En d’autres mots, lorsque la surveillance vidéo est utilisée, les besoins en matière de sécurité doivent être comblés dans le respect des exigences relatives à la protection de la vie privée
Plusieurs plaintes
Propriétaire de l’immeuble depuis 2010, Estel Grimard n’avait pas de commentaires à exprimer au Courrier du Sud, si ce n’est d’indiquer que deux locataires ont déjà quitté cet immeuble et quatre autre autres menacent de le faire si les choses ne changent pas.
Mise en demeure et nombreux reproches
En plus de ce différend à propos des caméras, une mise en demeure a été envoyée Mme Dugas le 7 août 2023.
Huit choses lui sont reprochées dont, entre autres, d’utiliser le terrain de l’immeuble comme bon lui semble en y plaçant des jeux gonflables et une piscine amovible, de fumer du cannabis à l’intérieur de l’immeuble malgré l’interdiction incluse au bail, de laisser ses enfants courir partout dans l’immeuble et d’adopter un ton ou de proférer des paroles dénigrantes, insultantes ou agressives envers les autres locataires de l’immeuble.

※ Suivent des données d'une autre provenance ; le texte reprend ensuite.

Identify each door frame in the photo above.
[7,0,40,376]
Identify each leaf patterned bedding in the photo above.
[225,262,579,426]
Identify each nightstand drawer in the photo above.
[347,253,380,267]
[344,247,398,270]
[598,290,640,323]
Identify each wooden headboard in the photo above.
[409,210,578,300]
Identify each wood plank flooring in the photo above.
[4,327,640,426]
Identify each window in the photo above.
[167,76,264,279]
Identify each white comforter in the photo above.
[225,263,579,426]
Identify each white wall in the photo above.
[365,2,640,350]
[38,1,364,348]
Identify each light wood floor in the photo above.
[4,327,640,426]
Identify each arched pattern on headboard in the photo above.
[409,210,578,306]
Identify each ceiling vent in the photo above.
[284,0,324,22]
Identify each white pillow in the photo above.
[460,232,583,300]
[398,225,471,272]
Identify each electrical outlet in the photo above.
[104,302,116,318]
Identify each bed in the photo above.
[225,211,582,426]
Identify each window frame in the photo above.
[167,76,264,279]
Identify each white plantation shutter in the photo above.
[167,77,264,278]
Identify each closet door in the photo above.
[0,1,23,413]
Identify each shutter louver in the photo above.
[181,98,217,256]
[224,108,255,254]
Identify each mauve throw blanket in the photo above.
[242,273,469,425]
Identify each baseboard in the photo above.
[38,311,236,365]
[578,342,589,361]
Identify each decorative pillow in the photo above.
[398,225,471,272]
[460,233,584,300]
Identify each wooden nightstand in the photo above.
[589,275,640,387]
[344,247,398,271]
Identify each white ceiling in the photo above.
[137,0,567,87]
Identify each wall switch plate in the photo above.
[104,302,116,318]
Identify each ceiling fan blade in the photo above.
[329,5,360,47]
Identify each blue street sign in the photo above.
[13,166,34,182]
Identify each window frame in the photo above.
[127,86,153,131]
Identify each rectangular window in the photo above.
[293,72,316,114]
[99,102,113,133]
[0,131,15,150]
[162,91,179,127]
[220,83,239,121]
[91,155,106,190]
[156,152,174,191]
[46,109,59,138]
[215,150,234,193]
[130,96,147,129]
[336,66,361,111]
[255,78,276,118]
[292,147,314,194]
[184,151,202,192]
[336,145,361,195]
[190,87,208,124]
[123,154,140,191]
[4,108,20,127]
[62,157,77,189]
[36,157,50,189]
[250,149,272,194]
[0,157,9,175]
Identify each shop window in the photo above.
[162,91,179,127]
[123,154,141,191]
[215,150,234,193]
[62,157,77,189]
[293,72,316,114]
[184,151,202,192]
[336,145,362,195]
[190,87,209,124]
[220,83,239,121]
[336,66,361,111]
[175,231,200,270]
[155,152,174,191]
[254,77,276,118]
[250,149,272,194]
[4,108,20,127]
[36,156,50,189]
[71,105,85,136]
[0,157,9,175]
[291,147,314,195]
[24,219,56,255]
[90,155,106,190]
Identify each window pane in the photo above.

On lui demande donc de cesser tout type de vacarme ou bruits excessifs, de ne pas accaparer le terrain de l’immeuble régulièrement, d’adopter un comportement courtois envers les autres locataires et de fumer de cannabis à l’intérieur des limites de l’immeuble, tant à l’intérieur qu’à l’extérieur.
«Si vous faites défaut de vous conformer intégralement au contenu de la présente mise en demeure, nous vous avisons que nous nous adresserons au Tribunal administratif du logement pour demander la résiliation de votre bail de logement, sans autre avis ni délai», est-il ajouté.
Réaction
La réaction de Mme Dugas à cette mise en demeure ne s’est pas fait attendre. «Je veux bien ne pas mettre de piscine, mais mes enfants ont bien le droit de jouer à l’extérieur, tout comme ceux des voisins», indique-t-elle.
Mme Dugas ajoute que son mari est allé fumer à une occasion du cannabis à usage thérapeutique sur le balcon. «Mais depuis la réception de la mise en demeure, il fume toujours sur le trottoir», insiste-t-elle.
«La propriétaire se plaint également que mes enfants font trembler l’escalier quand ils entrent et sortent de l’immeuble. Voir si mes enfants font trembler l’escalier!»
Nouvel avis
Le 29 avril dernier, Mme Dugas reçoit ce nouvel avis de sa propriétaire : «Pour donner suite à des plaintes des autres locataires, la présente est pour vous aviser de la fin des privilèges qui vous ont été accordés […]. Il vous sera dorénavant interdit d’entreposer ou d’utiliser une piscine, un abri ou toutes autres structures sur le terrain de l’immeuble. Le présente avis est effectif immédiatement dès réception.»
En parlant avec d’autres locataires de l’immeuble, Mme Dugas croit que la propriétaire cherche à les monter contre elle. «Elle leur a dit que c’est ma faute, s’ils n’ont plus accès au terrain», se désole-t-elle. Quoi qu’il en soit, Mme Dugas ne compte pas s’empêcher de sortir une chaise à l’extérieur pour surveiller ses enfants quand ils s’amusent dehors.
Le Tribunal administratif du logement entendra la cause le 18 juin.